Carlos Meccia e suas lembranças notáveis de quem viveu dezenas de projetos, informação sempre saborosa e rica, além de detalhar de fato os lançamentos. Os recém-chegados Douglas Mendonça, de tantos anos de matérias ótimas, e nossos caros amigos Fernando Silva e Márcio Salvo. Novas forças para manter o carro andando!
Wagner Gonzalez, figura única e que P-R-E-C-I-S-A escrever um livro com o que viveu na sua fase de Fórmula 1. Está nos devendo! Não é preciso falar muito, basta ver a foto abaixo, publicada na revista Autoesporte há alguns anos, quando existia o suplemento F-1 Racing, para imaginar o que esse homem tem na sua memória. Notem também a equipe Toleman em pé e o Wagner bem acomodado em uma cadeira, para perceber a figura que é nosso amigo.
Reencontrar amigos que podem ser considerados irmãos como o Marco Antônio Oliveira, um cara único, uma cabeça pensante e pesquisadora, com a clareza de quem sabe que sempre é preciso cavocar mais fontes para achar a água pura da sabedoria, do começo das coisas, dos pioneiros que evoluíram o nosso amado automóvel. Referência.
Dividir ideias, lamentos, risadas, pontos de vista opostos e discussões filosóficas com o compadre Paulo Keller, o grande arquiteto-planejador do AE desde seu início, nosso motor. Só estou aqui porque ele surgiu na minha vida quando estudávamos na FEI.
Observar o detalhismo educadíssimo e gentil do Alexander Gromow com seu conhecimento multinacional sobre Fuscas e seus quase infinitos derivados; a empolgação do Daniel Araújo com os aviões e com detalhes nas suas matérias riquíssimas; o conhecimento de carros de corrida de longa duração do discreto porém firme Milton Belli; o embasamento e precisão da Nora Gonzalez em seus textos nota 11, coisa de jornalista profissional de gabarito elevadíssimo (fora o bom humor constante).
Hans Jartoft, amigo de tantos anos, lá longe na Suécia mas sempre perto, com seu espírito que entende muito bem o Brasil, nos supreendendo com carros inacreditáveis que ele avalia e nos conta como são; o Marco Aurélio Strassen, com sua análise mensal do mercado, algo pensado e não apenas uma “juntada de números”, trabalho a ser guardado como referência.

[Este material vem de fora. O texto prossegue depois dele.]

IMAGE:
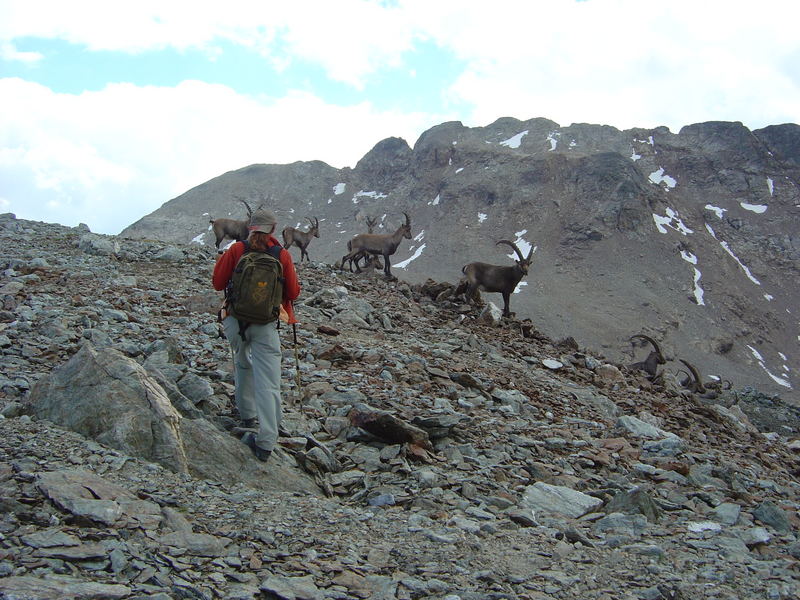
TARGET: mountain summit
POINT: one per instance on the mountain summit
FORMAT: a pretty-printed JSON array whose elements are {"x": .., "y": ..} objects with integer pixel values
[{"x": 690, "y": 238}]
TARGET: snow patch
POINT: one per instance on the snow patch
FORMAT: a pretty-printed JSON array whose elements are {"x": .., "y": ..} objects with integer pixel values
[
  {"x": 416, "y": 255},
  {"x": 658, "y": 177},
  {"x": 699, "y": 527},
  {"x": 671, "y": 220},
  {"x": 363, "y": 194},
  {"x": 553, "y": 139},
  {"x": 514, "y": 142},
  {"x": 747, "y": 272},
  {"x": 779, "y": 380},
  {"x": 698, "y": 291},
  {"x": 756, "y": 208}
]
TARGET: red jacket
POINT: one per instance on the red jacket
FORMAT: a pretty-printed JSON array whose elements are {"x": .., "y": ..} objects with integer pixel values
[{"x": 227, "y": 261}]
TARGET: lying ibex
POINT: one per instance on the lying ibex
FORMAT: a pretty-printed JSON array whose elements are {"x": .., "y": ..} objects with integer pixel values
[
  {"x": 650, "y": 364},
  {"x": 694, "y": 383},
  {"x": 493, "y": 278},
  {"x": 301, "y": 239},
  {"x": 384, "y": 244},
  {"x": 231, "y": 228}
]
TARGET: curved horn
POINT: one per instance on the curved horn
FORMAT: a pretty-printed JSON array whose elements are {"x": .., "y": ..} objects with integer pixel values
[
  {"x": 680, "y": 372},
  {"x": 513, "y": 245},
  {"x": 698, "y": 382},
  {"x": 653, "y": 342}
]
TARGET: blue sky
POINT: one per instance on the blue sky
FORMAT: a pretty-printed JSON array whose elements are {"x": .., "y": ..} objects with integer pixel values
[{"x": 110, "y": 109}]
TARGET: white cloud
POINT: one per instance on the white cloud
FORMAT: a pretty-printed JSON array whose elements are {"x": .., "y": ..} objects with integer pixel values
[
  {"x": 109, "y": 157},
  {"x": 624, "y": 63}
]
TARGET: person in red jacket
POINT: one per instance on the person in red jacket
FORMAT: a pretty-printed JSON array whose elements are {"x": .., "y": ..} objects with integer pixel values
[{"x": 257, "y": 357}]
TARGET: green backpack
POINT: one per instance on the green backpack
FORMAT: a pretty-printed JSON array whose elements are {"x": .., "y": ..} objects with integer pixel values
[{"x": 255, "y": 291}]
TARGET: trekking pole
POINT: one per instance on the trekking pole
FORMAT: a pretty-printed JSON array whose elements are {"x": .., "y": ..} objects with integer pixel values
[{"x": 296, "y": 363}]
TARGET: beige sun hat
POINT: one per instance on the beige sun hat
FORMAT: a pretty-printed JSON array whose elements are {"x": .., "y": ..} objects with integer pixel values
[{"x": 263, "y": 220}]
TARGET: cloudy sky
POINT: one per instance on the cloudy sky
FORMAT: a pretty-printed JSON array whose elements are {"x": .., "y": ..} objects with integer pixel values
[{"x": 109, "y": 109}]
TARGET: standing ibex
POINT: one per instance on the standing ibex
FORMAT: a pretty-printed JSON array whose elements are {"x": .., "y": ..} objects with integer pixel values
[
  {"x": 371, "y": 260},
  {"x": 650, "y": 364},
  {"x": 494, "y": 278},
  {"x": 384, "y": 244},
  {"x": 231, "y": 228},
  {"x": 301, "y": 239}
]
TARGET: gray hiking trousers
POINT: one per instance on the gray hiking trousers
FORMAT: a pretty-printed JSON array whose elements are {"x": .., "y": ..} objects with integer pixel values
[{"x": 257, "y": 375}]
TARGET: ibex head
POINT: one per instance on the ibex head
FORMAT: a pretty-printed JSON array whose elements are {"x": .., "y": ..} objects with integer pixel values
[{"x": 523, "y": 262}]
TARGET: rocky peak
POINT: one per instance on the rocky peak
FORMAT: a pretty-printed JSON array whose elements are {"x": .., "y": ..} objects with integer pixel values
[{"x": 689, "y": 236}]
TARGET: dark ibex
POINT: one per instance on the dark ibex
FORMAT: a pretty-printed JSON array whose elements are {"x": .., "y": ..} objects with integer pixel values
[
  {"x": 371, "y": 261},
  {"x": 301, "y": 239},
  {"x": 231, "y": 228},
  {"x": 494, "y": 278},
  {"x": 650, "y": 364},
  {"x": 384, "y": 244}
]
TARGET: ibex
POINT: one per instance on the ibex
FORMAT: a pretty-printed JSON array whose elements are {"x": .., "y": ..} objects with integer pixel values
[
  {"x": 231, "y": 228},
  {"x": 301, "y": 239},
  {"x": 372, "y": 261},
  {"x": 694, "y": 383},
  {"x": 650, "y": 364},
  {"x": 493, "y": 278},
  {"x": 384, "y": 244}
]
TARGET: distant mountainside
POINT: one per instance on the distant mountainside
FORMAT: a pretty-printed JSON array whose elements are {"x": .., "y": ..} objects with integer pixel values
[{"x": 691, "y": 238}]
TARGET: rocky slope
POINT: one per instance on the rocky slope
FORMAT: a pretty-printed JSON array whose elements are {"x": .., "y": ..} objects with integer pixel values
[
  {"x": 429, "y": 451},
  {"x": 689, "y": 237}
]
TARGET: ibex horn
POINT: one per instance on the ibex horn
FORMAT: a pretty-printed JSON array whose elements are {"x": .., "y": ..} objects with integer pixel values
[
  {"x": 698, "y": 382},
  {"x": 247, "y": 206}
]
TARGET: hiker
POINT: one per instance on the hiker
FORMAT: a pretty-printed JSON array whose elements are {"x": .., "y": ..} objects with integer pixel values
[{"x": 256, "y": 347}]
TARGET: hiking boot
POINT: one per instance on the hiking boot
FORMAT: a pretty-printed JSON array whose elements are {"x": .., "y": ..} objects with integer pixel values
[{"x": 261, "y": 454}]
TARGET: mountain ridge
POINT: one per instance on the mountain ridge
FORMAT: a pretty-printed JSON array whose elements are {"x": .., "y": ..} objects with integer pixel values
[{"x": 689, "y": 237}]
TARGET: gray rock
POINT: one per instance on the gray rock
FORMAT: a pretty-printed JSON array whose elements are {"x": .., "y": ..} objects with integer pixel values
[
  {"x": 774, "y": 516},
  {"x": 559, "y": 500},
  {"x": 110, "y": 398}
]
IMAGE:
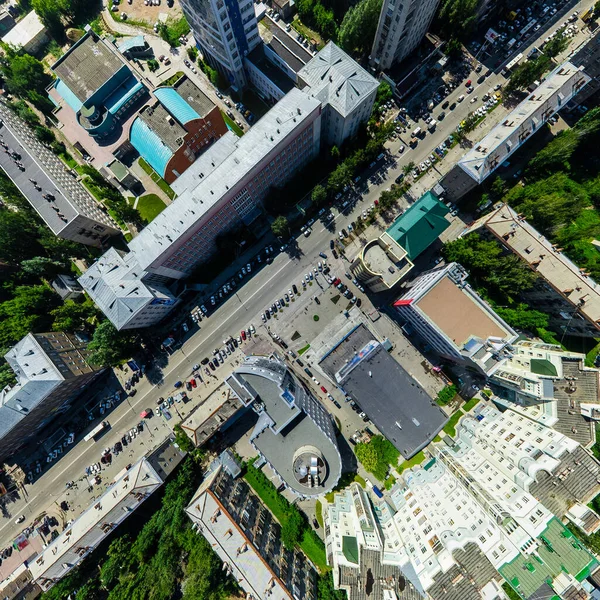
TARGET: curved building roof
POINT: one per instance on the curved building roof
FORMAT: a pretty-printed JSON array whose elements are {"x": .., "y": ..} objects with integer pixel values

Ronaldo Berg, bagagem incrível que dividiu conosco generosamente em dezenas de textos que são verdadeiras conversas com quem lê, bem como as matérias do Luiz Veiga sobre um dos assuntos mais apaixonantes sobre automóveis, o Design, onde somos brindados com seus desenhos fabulosos; e o Portuga Tavares, que ainda não consegui conhecer ao vivo, com suas peripécias Fordianas incríveis. Conte mais para nós Portuga, por favor! E fotos, fotos, fotos!
A turma é vasta, alguns participaram e se foram de nossas páginas, como o amigo Bill Egan, o Alexandre Garcia e o André Dantas, mestres em suas habilidades tão diferentes e tão curiosas. O Alexandre Cruvinel, outro grande amigo que tem ótimas histórias. Não dá para falar de todos, mas com eles aprendo e tento ser uma soma de pontos positivos, para tentar entender melhor o que leio, escrevo e dirijo.
A todos e muitos mais, só tenho a agradecer. Passar momentos com eles é algo que jamais imaginei quando lia minhas revistas ou brincava com meus carrinhos no assoalho do quarto.
Mas principalmente você, nosso leitor e amigo, que é a real razão do AUTOentusiastas existir e continuar existindo. Fique com a gente. E muito obrigado, de coração.